Besides the intimacy the DeltaPlex offers, the building provides other advantages to having a successful franchise, like owning the rights to concessions and parking, and being able to have the first crack at weekend dates. Those are items that the Hoops didn’t have full control over at the arena. Now, as Langlois put it, everything is in a single pocket.

Although the club is closely examining exactly who its target demographic is, Langlois is fairly certain it’s the average Joe; the blue-collar worker who wants to treat his kids to a game and some concessions for around $20.

“That is what minor league professional sports is supposed to be all about, just like the Whitecaps,” he said. “My goal is to ensure that if people want to come to a game, they can afford to come to a game.

“Certainly, we’re going to be doing some corporate business. That has to happen.”

As an added draw, the franchise will invite high schools to play before Hoops games next season. The plan is to try to match natural rivalries in non-conference games.

As far as the IBL is concerned, Langlois easily expressed a complete confidence in the league’s future. He likes the league’s makeup, cities that are free of competition from the National Basketball Association — something the revived but faltering American Basketball Association can’t claim. He also likes the regional feel the IBL has created, minus the coast-to-coast travel expenses the ABA owners had to cover.

“Geographically, we’re located in Gary, Rockford, Cincinnati and St. Louis. These are all cities that we can bus to. So the cost to travel becomes a lot less. The teams become more viable because the expenses are lower. Salary caps are in line with what you can do that makes sense.”

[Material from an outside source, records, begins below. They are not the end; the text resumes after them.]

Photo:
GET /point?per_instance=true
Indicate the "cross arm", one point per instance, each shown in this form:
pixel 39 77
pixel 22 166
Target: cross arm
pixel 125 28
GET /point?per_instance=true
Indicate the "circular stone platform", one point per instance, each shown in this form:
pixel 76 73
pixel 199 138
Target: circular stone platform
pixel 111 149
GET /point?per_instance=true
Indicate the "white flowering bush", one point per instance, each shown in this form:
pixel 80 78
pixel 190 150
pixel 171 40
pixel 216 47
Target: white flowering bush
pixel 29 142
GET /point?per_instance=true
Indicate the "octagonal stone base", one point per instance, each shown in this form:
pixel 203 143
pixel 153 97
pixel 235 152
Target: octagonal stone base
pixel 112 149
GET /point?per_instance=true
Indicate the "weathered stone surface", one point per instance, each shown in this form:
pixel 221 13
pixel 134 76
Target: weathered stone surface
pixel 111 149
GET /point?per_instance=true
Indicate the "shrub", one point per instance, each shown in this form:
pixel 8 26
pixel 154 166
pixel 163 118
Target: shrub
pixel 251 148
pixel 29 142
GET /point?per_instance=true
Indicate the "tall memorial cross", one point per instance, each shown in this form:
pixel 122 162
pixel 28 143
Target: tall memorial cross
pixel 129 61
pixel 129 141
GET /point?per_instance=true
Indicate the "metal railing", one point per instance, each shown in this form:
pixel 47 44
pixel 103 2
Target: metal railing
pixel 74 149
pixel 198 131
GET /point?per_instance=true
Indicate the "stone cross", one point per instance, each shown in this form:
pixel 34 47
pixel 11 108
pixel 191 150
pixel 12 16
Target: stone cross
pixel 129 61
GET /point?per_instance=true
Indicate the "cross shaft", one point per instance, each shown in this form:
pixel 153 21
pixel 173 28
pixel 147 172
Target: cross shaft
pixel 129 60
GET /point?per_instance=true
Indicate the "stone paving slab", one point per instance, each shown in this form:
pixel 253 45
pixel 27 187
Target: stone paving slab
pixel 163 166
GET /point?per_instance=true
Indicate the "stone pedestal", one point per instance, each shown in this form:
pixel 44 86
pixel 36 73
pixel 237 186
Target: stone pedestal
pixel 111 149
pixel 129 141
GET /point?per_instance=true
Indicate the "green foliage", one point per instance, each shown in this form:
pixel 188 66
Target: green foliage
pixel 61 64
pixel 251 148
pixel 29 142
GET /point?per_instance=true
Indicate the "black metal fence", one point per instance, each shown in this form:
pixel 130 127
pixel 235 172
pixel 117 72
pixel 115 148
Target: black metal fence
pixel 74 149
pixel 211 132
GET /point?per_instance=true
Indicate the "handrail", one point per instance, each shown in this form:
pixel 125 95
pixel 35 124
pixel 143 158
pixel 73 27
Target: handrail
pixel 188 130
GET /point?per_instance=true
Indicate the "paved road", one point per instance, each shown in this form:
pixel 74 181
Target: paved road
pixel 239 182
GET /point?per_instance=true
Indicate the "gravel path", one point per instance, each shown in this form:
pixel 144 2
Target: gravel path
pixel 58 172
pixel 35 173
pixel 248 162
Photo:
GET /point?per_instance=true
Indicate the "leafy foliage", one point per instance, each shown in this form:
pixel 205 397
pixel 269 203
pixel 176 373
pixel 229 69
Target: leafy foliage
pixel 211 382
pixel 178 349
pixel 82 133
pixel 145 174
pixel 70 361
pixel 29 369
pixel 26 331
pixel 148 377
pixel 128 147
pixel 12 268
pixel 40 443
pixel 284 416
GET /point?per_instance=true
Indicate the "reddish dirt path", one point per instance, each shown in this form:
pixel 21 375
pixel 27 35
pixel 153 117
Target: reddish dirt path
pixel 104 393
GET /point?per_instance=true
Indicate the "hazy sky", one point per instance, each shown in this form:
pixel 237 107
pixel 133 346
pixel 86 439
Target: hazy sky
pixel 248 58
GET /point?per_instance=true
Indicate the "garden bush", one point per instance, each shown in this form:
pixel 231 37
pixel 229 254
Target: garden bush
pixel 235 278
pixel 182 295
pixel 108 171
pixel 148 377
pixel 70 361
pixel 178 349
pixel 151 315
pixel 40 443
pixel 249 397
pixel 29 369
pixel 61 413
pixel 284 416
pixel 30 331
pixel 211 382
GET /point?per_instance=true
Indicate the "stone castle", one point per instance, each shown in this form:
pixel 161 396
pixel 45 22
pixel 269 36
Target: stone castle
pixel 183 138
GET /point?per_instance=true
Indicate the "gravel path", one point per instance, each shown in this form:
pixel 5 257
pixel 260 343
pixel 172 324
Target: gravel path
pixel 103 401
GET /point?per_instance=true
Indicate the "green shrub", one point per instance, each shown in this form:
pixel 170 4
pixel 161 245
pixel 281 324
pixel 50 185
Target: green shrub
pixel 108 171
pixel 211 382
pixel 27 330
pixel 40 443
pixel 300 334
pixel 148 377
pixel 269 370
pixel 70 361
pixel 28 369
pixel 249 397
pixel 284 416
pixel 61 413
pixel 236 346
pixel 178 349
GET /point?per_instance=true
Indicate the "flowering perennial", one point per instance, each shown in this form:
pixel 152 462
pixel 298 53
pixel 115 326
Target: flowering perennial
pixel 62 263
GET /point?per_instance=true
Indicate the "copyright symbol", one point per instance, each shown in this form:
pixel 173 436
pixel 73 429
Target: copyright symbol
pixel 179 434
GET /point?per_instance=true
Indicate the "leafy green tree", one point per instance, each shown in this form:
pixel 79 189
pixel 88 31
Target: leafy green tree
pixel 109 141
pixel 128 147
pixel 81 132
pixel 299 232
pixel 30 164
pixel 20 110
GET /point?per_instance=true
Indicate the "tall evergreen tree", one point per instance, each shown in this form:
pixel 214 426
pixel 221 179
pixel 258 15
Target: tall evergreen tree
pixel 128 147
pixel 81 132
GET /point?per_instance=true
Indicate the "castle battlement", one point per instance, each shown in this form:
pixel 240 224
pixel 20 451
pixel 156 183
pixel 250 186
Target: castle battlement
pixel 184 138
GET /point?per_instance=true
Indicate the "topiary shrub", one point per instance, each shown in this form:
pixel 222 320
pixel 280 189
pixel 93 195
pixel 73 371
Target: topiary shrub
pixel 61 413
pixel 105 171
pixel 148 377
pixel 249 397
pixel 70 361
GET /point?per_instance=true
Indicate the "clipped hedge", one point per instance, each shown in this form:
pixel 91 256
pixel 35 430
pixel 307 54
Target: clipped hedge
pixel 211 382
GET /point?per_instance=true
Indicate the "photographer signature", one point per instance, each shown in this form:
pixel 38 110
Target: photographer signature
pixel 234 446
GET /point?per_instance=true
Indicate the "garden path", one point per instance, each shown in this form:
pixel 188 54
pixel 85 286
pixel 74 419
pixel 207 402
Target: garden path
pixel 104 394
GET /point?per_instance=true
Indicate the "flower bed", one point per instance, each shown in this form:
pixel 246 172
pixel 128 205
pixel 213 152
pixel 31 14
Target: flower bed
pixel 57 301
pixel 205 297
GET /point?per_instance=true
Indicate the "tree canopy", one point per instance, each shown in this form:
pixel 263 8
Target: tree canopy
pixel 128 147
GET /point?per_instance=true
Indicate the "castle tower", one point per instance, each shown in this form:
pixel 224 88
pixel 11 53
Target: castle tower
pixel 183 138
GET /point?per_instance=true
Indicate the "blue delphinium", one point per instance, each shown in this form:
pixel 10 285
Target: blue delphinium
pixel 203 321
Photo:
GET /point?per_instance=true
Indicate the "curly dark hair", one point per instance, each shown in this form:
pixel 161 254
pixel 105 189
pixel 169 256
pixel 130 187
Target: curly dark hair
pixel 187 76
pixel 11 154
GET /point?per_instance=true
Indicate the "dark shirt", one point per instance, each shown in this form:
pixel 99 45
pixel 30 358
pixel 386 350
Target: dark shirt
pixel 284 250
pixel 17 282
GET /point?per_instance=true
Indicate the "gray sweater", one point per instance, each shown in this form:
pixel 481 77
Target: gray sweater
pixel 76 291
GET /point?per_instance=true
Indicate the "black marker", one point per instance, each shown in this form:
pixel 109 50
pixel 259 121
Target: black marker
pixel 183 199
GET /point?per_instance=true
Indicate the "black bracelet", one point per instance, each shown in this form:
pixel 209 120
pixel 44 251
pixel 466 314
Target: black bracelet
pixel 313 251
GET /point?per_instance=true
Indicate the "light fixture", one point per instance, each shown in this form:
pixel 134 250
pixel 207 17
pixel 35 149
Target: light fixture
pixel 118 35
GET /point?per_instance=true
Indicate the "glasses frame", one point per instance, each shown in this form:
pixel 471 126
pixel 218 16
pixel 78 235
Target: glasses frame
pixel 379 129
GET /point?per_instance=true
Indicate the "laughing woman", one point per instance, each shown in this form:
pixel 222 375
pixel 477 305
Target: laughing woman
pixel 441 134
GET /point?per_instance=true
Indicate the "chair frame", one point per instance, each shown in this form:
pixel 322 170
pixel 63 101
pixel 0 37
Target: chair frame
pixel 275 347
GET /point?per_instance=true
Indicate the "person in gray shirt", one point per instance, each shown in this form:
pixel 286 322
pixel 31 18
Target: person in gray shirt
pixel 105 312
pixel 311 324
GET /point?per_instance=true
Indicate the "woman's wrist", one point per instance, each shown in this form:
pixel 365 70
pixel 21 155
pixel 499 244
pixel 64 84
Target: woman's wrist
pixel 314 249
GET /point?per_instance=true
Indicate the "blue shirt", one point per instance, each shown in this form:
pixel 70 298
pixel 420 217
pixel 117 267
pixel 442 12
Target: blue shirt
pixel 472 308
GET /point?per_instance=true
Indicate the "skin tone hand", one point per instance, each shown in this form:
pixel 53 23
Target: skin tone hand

The IBL requires that each owner submit a letter of credit to the league office in case the franchise fails. The credit is then used to run the business for the remainder of the season, which removes that burden from the league’s other owners. That concept is relatively unique to minor pro sports and Langlois felt it added a value to the IBL that other leagues don’t have.

“I think the IBL is in the right spot right now. We have some good leadership in Ralph Rossi. He has a good head on his shoulders and has had some good talks with the NBA.”

Langlois said he wasn’t sure whether a player agreement could be struck between the IBL and the NBA, especially with the NBA starting its own developmental league this fall. But, to be honest, he didn’t seem overly preoccupied with that element of the business.

“I don’t think it’s critical, but I think it makes it easier,” he said of an affiliation. “I do have confidence in this league, though.”

Langlois also seemed to have a quiet confidence in himself, part of which he has picked up from those around him. Namely people like General Manager Dave Grube, who runs the daily operation of the franchise from his DeltaPlex office.

He picked up another part of that self-assurance from the thousands of astonishingly positive phone calls, letters, e-mails and handshakes he received since February and the full-house of screaming supporters he witnessed at the team’s final regular season encounter.

Then there was the resilience. That rise from the ashes of a burnt-out league to the top of a new beginning.

When the business scorecard gets fully analyzed this off-season, Langlois will have every reason to feel confident and excited about November’s coming. There will be a 13th season, and luck might have absolutely nothing to do with the Hoops’ potential success.

“The overall theme is the team survived a time that half the teams didn’t. And not only did they survive, they made it to the last game of the playoffs,” he said. “This is not my team, it’s Grand Rapids’ team and we’re going to be here for the long-term. I look forward to seeing people out here and I appreciate all the support they have given us.”